They grow in moist grassy areas in the wild and have linear leathery (perhaps iris-like) leaves. Their flowers are produced in panicles on stalks of white or blue flowers which then develop light brown seed heads. All species grow to no more than 2-3ft in height and, L. formosa particularly, is capable of spreading and self-seeding to colonise large hot dry banks. At Ventnor Botanic Garden there is a particularly fine display.
Libertia grow best in moist but well drained soil in full sun. Division of established clumps in spring is the easiest way or propagating these vigorous plants.
L. caulescens has panicles of gorgeous blue flowers in clusters or umbels in spring. 24”x12”. Chile.

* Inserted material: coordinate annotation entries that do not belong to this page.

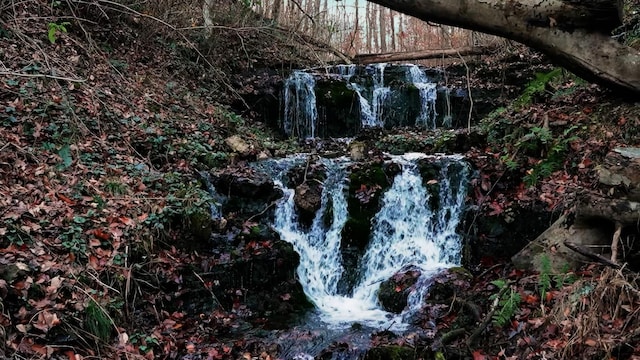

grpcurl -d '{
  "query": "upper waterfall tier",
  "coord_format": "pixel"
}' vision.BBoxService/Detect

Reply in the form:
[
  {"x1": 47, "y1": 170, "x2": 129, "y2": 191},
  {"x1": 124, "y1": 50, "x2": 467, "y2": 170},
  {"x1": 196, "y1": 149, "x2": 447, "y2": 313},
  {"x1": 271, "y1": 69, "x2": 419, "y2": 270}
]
[{"x1": 280, "y1": 64, "x2": 465, "y2": 138}]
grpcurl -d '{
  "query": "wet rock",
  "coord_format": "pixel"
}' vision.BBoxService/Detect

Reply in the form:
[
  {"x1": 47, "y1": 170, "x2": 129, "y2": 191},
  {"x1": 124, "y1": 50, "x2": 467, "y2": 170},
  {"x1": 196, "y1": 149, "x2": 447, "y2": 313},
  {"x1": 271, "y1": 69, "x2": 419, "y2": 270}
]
[
  {"x1": 293, "y1": 182, "x2": 322, "y2": 222},
  {"x1": 464, "y1": 202, "x2": 560, "y2": 264},
  {"x1": 364, "y1": 345, "x2": 416, "y2": 360},
  {"x1": 224, "y1": 135, "x2": 253, "y2": 156},
  {"x1": 338, "y1": 159, "x2": 401, "y2": 291},
  {"x1": 596, "y1": 148, "x2": 640, "y2": 201},
  {"x1": 212, "y1": 165, "x2": 282, "y2": 200},
  {"x1": 349, "y1": 141, "x2": 366, "y2": 161},
  {"x1": 378, "y1": 269, "x2": 421, "y2": 314}
]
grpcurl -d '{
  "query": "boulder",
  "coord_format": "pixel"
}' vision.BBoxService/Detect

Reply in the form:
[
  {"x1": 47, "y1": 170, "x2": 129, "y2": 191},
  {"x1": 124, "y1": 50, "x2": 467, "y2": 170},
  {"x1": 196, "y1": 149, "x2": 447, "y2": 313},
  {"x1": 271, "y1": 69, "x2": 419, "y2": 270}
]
[
  {"x1": 212, "y1": 165, "x2": 282, "y2": 200},
  {"x1": 596, "y1": 148, "x2": 640, "y2": 201},
  {"x1": 511, "y1": 195, "x2": 640, "y2": 270},
  {"x1": 224, "y1": 135, "x2": 253, "y2": 156},
  {"x1": 378, "y1": 269, "x2": 420, "y2": 314},
  {"x1": 293, "y1": 182, "x2": 322, "y2": 219},
  {"x1": 349, "y1": 141, "x2": 367, "y2": 161}
]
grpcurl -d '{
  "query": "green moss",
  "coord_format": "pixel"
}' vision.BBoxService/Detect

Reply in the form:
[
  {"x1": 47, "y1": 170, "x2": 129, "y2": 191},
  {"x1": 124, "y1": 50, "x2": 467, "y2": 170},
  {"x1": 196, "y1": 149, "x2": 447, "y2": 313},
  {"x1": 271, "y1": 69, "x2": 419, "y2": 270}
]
[
  {"x1": 364, "y1": 345, "x2": 417, "y2": 360},
  {"x1": 342, "y1": 163, "x2": 391, "y2": 249}
]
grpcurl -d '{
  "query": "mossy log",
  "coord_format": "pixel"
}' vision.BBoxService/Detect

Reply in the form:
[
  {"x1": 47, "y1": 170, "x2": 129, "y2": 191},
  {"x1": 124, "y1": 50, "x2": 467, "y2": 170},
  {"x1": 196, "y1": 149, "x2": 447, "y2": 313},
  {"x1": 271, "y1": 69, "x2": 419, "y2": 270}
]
[{"x1": 511, "y1": 195, "x2": 640, "y2": 269}]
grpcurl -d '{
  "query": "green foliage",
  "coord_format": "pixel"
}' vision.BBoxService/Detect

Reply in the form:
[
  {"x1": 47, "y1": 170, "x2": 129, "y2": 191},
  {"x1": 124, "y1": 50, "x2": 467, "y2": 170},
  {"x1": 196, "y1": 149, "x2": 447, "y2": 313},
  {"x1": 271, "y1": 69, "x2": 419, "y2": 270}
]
[
  {"x1": 538, "y1": 254, "x2": 551, "y2": 302},
  {"x1": 516, "y1": 126, "x2": 578, "y2": 186},
  {"x1": 58, "y1": 144, "x2": 73, "y2": 169},
  {"x1": 84, "y1": 299, "x2": 113, "y2": 341},
  {"x1": 514, "y1": 68, "x2": 562, "y2": 107},
  {"x1": 104, "y1": 180, "x2": 129, "y2": 195},
  {"x1": 538, "y1": 254, "x2": 578, "y2": 301},
  {"x1": 489, "y1": 279, "x2": 522, "y2": 327},
  {"x1": 47, "y1": 21, "x2": 71, "y2": 44},
  {"x1": 60, "y1": 212, "x2": 88, "y2": 258}
]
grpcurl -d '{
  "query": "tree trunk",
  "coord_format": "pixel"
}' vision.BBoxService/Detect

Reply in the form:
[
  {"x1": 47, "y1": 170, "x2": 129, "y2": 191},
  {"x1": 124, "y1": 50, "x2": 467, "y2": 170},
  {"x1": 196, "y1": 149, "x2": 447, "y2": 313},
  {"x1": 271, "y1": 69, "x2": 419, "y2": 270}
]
[
  {"x1": 378, "y1": 8, "x2": 388, "y2": 52},
  {"x1": 353, "y1": 47, "x2": 495, "y2": 64},
  {"x1": 389, "y1": 10, "x2": 398, "y2": 51},
  {"x1": 370, "y1": 0, "x2": 640, "y2": 93}
]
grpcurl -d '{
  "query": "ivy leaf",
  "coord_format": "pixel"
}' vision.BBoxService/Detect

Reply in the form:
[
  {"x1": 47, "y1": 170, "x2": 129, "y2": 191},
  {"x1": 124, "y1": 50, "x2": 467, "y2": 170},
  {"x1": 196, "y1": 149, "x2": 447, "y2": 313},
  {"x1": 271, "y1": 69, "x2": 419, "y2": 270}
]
[{"x1": 58, "y1": 145, "x2": 73, "y2": 169}]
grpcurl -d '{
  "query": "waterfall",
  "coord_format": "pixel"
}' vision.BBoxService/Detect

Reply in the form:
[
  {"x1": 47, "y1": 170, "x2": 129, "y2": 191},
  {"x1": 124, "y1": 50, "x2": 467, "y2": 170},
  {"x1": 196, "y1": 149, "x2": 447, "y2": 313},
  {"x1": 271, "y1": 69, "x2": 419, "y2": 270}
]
[
  {"x1": 199, "y1": 171, "x2": 224, "y2": 220},
  {"x1": 335, "y1": 63, "x2": 391, "y2": 127},
  {"x1": 407, "y1": 65, "x2": 438, "y2": 129},
  {"x1": 330, "y1": 64, "x2": 357, "y2": 82},
  {"x1": 282, "y1": 71, "x2": 318, "y2": 138},
  {"x1": 362, "y1": 63, "x2": 391, "y2": 127},
  {"x1": 272, "y1": 154, "x2": 468, "y2": 329}
]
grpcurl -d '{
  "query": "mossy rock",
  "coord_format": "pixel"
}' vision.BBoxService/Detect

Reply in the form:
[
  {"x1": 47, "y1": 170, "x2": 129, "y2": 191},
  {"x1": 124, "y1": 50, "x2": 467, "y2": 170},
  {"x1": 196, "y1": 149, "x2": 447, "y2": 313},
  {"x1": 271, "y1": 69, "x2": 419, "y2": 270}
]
[
  {"x1": 316, "y1": 78, "x2": 362, "y2": 138},
  {"x1": 364, "y1": 345, "x2": 416, "y2": 360},
  {"x1": 342, "y1": 161, "x2": 399, "y2": 249},
  {"x1": 378, "y1": 269, "x2": 420, "y2": 314},
  {"x1": 187, "y1": 209, "x2": 213, "y2": 243}
]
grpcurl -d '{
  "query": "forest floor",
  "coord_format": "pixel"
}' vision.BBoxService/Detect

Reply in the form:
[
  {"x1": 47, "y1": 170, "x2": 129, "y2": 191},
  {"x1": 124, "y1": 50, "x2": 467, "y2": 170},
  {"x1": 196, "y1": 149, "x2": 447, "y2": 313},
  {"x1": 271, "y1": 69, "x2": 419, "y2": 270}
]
[{"x1": 0, "y1": 0, "x2": 640, "y2": 359}]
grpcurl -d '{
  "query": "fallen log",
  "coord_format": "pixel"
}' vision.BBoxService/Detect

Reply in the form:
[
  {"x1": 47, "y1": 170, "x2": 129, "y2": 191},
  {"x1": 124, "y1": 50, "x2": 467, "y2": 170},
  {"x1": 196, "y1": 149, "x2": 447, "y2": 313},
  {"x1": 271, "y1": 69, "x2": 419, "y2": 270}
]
[{"x1": 353, "y1": 47, "x2": 496, "y2": 64}]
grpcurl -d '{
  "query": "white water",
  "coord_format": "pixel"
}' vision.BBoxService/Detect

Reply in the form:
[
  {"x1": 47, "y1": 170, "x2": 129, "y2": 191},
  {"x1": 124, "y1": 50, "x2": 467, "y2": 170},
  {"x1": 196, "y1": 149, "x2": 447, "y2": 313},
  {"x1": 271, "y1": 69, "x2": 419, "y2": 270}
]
[
  {"x1": 274, "y1": 154, "x2": 468, "y2": 329},
  {"x1": 282, "y1": 71, "x2": 318, "y2": 138},
  {"x1": 335, "y1": 63, "x2": 391, "y2": 127},
  {"x1": 407, "y1": 65, "x2": 438, "y2": 129}
]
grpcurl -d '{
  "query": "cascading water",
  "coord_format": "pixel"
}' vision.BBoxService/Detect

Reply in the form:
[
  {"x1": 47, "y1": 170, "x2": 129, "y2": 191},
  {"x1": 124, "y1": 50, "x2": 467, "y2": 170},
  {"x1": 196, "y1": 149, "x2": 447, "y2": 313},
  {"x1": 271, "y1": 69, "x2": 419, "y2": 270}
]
[
  {"x1": 282, "y1": 71, "x2": 318, "y2": 138},
  {"x1": 334, "y1": 63, "x2": 391, "y2": 127},
  {"x1": 362, "y1": 63, "x2": 391, "y2": 127},
  {"x1": 274, "y1": 154, "x2": 468, "y2": 329},
  {"x1": 330, "y1": 64, "x2": 357, "y2": 81},
  {"x1": 407, "y1": 65, "x2": 438, "y2": 129}
]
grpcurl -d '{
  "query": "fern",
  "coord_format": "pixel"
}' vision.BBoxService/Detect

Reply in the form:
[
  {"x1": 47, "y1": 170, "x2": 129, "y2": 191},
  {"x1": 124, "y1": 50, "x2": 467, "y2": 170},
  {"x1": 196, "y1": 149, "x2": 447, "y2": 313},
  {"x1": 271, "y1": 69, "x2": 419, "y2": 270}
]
[
  {"x1": 490, "y1": 279, "x2": 522, "y2": 327},
  {"x1": 515, "y1": 68, "x2": 562, "y2": 107},
  {"x1": 47, "y1": 21, "x2": 71, "y2": 44},
  {"x1": 538, "y1": 254, "x2": 551, "y2": 301}
]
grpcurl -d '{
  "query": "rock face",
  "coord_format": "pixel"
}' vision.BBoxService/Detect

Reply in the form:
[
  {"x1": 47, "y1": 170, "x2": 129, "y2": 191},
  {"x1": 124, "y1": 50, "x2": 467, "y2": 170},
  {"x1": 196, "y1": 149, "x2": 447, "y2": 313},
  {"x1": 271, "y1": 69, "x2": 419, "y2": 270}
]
[
  {"x1": 378, "y1": 269, "x2": 420, "y2": 314},
  {"x1": 512, "y1": 148, "x2": 640, "y2": 269},
  {"x1": 224, "y1": 135, "x2": 253, "y2": 156},
  {"x1": 212, "y1": 165, "x2": 282, "y2": 200},
  {"x1": 511, "y1": 195, "x2": 640, "y2": 270},
  {"x1": 597, "y1": 148, "x2": 640, "y2": 201},
  {"x1": 293, "y1": 182, "x2": 322, "y2": 219}
]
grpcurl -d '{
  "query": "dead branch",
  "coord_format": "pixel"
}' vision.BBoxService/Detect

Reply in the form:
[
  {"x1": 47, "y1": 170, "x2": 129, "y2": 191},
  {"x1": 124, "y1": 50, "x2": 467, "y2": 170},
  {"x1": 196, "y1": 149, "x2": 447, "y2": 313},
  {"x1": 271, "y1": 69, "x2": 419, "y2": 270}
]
[{"x1": 563, "y1": 240, "x2": 620, "y2": 269}]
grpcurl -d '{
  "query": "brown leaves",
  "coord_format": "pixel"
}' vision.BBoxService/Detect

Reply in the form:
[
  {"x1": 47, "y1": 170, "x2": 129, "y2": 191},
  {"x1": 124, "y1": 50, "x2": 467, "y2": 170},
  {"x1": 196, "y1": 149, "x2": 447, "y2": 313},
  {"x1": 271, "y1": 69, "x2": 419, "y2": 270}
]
[{"x1": 33, "y1": 310, "x2": 61, "y2": 333}]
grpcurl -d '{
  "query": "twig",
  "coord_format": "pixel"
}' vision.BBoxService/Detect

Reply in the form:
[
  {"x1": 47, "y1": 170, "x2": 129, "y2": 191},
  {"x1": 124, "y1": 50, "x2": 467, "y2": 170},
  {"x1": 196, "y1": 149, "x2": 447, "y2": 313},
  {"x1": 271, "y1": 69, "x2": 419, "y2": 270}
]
[
  {"x1": 467, "y1": 285, "x2": 510, "y2": 347},
  {"x1": 0, "y1": 71, "x2": 87, "y2": 83},
  {"x1": 440, "y1": 328, "x2": 466, "y2": 345},
  {"x1": 563, "y1": 240, "x2": 620, "y2": 269},
  {"x1": 611, "y1": 221, "x2": 622, "y2": 263},
  {"x1": 245, "y1": 201, "x2": 276, "y2": 222},
  {"x1": 193, "y1": 271, "x2": 226, "y2": 311}
]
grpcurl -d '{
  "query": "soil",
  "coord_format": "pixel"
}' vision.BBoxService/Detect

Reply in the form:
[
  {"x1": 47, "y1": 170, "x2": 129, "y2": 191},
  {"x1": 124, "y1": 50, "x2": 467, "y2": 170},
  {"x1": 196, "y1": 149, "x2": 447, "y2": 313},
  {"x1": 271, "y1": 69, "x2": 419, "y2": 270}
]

L. formosa is also Chilean. It grows quite a bit taller and has a profusion of white or pale yellow flowers in dense panicles in spring and on into summer. 36”x24”.
L. grandiflora is from New Zealand and is also a taller growing species with long panicles of white flowers in clusters of three or six. 36”x24”. Flowers in late spring and on into summer.
L. ixioides, another from New Zealand, has white flowers in umbel-like clusters. Its leaves may turn orange-brown in winter. 24”x24”.
L. ‘Taupo Sunset’ has most attractive leaves which are striped green, yellow and orange. This is a smaller growing variety with narrow pointed leaves.
L. ‘Goldfinder’ is a compact growing plant with grass-like golden foliage with a bright central yellow stripe and pure white ‘starry’ flowers.